A Marubeni-led group pressed the green light for first work to start this month on what could be Japan’s debut commercial offshore wind farms to enter service.

Marubeni, in conjunction with partners including Obayashi, Kansai Electric and Chubu Electric, said they’ll proceed after agreeing undisclosed finance for the Akita Port and Noshiro Port projects totaling 140MW between them.

The two wind farms in Akita Prefecture are expected to start commercial operations in 2022, with initial work on onshore transmission infrastructure kicking off this month.

The projects were among those tendered by Akita in 2015 as part of a drive to spur development in the vicinity of Japan’s ports. No turbine supplier is specified for the developments, which will sell their electricity to Tohoku Electric under a 20-year PPA and use Noshiro as their base.

MUFG Bank, Mizuho Bank and Sumitomo Mitsui Banking Corporation led the project finance with participation from “multiple domestic and foreign financial institutions”, said Marubeni.

The timescale makes the Akita and Noshiro projects candidates to become the first commercial offshore wind operating in Japan. No turbine supplier is specified for the developments.

They join the 220MW Hibikinada project off Kitakyushu City on Kyushu in southern Japan, which is also potentially online in 2022 and has lined up MHI Vestas to supply its 9.5MW turbines.

With first auctions expected later this year, the ports projects are precursors to a decisive leap into offshore wind that is set to make Japan among the most important of the next wave of new markets to emerge after Taiwan and the US.

Japan’s parliament in 2019 passed legislation clearing the way for first offshore wind tenders to take place this year to underpin long-term development of the sector, while the government has set a 10GW wind target (onshore and offshore combined) for 2030.

Gunnar Herzig, managing director of global offshore wind advocacy body World Forum Offshore Wind, told Recharge: “This impressive development not only shows how quickly things can move in the offshore wind industry once the regulatory framework is in place, but also how Japan as an industrial powerhouse has all the stakeholders needed (utilities, construction firms, financial institutions) to successfully create a flourishing offshore wind market.”

Asia Wind Energy Association board member Edgare Kerkwijk added: “It is interesting to see Marubeni, one of the largest potential players in the offshore wind sector in Japan, has chosen the path of entering construction on the basis of a bilateral power purchase agreements (PPA) before the start of the official auction process.
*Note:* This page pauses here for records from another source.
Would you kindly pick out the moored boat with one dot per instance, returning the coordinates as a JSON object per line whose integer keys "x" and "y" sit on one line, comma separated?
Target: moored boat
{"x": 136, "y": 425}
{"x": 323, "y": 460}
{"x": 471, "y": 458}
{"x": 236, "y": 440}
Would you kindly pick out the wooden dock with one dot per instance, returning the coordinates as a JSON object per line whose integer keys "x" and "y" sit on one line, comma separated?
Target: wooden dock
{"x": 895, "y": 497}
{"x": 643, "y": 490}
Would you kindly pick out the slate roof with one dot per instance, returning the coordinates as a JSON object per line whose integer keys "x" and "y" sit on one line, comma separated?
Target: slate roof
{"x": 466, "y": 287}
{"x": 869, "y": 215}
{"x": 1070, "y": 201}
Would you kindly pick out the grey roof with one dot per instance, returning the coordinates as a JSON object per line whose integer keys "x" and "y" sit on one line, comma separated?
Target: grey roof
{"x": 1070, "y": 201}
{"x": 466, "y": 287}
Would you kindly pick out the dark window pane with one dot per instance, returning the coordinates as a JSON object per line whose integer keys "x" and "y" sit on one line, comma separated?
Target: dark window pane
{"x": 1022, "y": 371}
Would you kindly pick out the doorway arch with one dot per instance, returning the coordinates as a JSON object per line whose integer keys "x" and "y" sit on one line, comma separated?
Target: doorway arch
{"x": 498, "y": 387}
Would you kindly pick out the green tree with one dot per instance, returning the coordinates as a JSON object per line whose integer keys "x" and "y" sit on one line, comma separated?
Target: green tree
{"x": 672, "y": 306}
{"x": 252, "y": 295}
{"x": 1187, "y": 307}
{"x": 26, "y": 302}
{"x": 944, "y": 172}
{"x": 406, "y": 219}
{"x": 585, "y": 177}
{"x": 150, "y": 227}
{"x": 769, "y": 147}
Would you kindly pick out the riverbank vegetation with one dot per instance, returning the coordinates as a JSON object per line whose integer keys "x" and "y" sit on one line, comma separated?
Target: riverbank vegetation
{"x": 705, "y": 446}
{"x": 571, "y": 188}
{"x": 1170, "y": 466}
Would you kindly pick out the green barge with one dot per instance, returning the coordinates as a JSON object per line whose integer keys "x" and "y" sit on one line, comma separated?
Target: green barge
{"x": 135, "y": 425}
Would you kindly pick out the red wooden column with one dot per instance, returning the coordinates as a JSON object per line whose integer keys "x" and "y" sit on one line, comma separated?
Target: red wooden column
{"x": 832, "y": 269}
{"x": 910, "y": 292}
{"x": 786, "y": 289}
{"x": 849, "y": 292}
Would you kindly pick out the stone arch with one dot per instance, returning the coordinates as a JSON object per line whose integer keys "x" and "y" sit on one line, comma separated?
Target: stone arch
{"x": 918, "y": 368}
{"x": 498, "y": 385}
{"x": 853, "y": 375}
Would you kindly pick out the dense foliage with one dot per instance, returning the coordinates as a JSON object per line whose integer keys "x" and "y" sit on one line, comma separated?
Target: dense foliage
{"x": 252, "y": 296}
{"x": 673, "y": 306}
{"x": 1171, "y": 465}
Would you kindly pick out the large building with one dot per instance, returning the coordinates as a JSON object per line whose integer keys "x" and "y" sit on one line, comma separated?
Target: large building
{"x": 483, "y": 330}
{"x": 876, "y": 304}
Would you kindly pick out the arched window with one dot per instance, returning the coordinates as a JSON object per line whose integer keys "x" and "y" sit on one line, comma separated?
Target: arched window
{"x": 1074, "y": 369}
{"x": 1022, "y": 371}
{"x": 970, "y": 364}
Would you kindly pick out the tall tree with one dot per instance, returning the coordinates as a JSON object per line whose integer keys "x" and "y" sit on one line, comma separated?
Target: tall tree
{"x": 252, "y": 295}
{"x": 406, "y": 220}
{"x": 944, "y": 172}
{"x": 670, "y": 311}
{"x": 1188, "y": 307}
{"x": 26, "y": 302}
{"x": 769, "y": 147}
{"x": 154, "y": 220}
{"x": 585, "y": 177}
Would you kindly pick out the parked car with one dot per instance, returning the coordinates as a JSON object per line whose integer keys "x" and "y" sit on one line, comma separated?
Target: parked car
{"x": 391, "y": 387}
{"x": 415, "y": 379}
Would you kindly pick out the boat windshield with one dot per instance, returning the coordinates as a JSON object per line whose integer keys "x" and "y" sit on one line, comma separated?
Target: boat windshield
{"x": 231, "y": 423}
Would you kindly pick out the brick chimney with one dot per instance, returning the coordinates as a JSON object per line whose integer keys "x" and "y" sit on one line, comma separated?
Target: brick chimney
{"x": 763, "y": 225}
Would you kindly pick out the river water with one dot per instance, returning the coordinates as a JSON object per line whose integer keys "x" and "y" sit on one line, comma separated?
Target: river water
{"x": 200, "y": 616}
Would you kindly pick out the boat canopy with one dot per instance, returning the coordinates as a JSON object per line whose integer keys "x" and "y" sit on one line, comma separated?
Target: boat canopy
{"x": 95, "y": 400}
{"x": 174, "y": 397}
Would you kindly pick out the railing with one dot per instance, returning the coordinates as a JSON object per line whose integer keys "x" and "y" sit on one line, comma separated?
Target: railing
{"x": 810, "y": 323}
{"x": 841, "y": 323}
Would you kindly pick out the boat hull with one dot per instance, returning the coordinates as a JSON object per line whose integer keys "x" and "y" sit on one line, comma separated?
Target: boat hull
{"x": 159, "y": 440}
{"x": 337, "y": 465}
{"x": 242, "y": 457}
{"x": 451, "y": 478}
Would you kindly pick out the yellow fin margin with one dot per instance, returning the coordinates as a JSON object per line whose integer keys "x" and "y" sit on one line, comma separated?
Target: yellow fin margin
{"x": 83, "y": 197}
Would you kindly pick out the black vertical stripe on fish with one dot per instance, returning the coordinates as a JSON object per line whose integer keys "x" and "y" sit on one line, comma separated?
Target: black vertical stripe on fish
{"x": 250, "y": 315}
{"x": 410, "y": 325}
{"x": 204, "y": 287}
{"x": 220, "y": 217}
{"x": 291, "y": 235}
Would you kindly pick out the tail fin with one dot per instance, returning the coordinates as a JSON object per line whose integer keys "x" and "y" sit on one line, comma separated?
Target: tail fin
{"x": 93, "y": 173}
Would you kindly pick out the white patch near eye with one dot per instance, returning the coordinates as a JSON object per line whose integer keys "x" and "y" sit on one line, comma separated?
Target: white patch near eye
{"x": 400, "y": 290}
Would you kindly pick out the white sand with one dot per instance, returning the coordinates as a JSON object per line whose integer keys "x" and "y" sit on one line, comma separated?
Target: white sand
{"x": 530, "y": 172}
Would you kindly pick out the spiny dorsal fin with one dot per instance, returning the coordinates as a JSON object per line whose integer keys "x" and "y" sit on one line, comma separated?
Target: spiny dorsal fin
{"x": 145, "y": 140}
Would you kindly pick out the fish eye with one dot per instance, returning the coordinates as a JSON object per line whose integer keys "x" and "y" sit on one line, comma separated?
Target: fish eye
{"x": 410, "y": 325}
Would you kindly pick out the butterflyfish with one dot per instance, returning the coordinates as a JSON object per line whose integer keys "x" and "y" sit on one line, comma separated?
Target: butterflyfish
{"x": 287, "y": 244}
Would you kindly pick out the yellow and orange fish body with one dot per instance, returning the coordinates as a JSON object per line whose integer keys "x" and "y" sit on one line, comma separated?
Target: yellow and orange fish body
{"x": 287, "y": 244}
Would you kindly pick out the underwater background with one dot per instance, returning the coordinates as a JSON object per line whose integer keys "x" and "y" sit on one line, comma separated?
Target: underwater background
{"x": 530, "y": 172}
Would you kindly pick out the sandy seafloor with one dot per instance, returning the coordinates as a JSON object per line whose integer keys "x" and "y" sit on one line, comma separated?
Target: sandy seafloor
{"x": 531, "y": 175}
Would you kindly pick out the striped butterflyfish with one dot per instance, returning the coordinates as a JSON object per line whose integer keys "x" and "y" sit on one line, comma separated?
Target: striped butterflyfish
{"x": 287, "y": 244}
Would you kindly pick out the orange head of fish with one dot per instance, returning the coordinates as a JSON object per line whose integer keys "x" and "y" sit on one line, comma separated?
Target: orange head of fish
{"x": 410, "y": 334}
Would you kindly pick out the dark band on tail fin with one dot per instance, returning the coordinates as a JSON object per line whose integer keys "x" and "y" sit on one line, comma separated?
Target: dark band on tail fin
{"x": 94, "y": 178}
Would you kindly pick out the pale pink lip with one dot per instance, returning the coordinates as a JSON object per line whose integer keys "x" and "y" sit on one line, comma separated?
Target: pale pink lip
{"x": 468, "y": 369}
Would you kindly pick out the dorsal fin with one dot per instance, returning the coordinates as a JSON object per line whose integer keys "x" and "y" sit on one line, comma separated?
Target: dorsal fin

We are most likely to see some other players follow the same path.

“This could result in two different groups chasing the offshore wind dream in Japan: one group that will participate in the official auction and one group that will look at bilateral PPA to kick start their projects.

“I will be interesting to see the government’s feedback as the appetite of the industry is significant higher than the government’s initial plans, that is, its first auction.”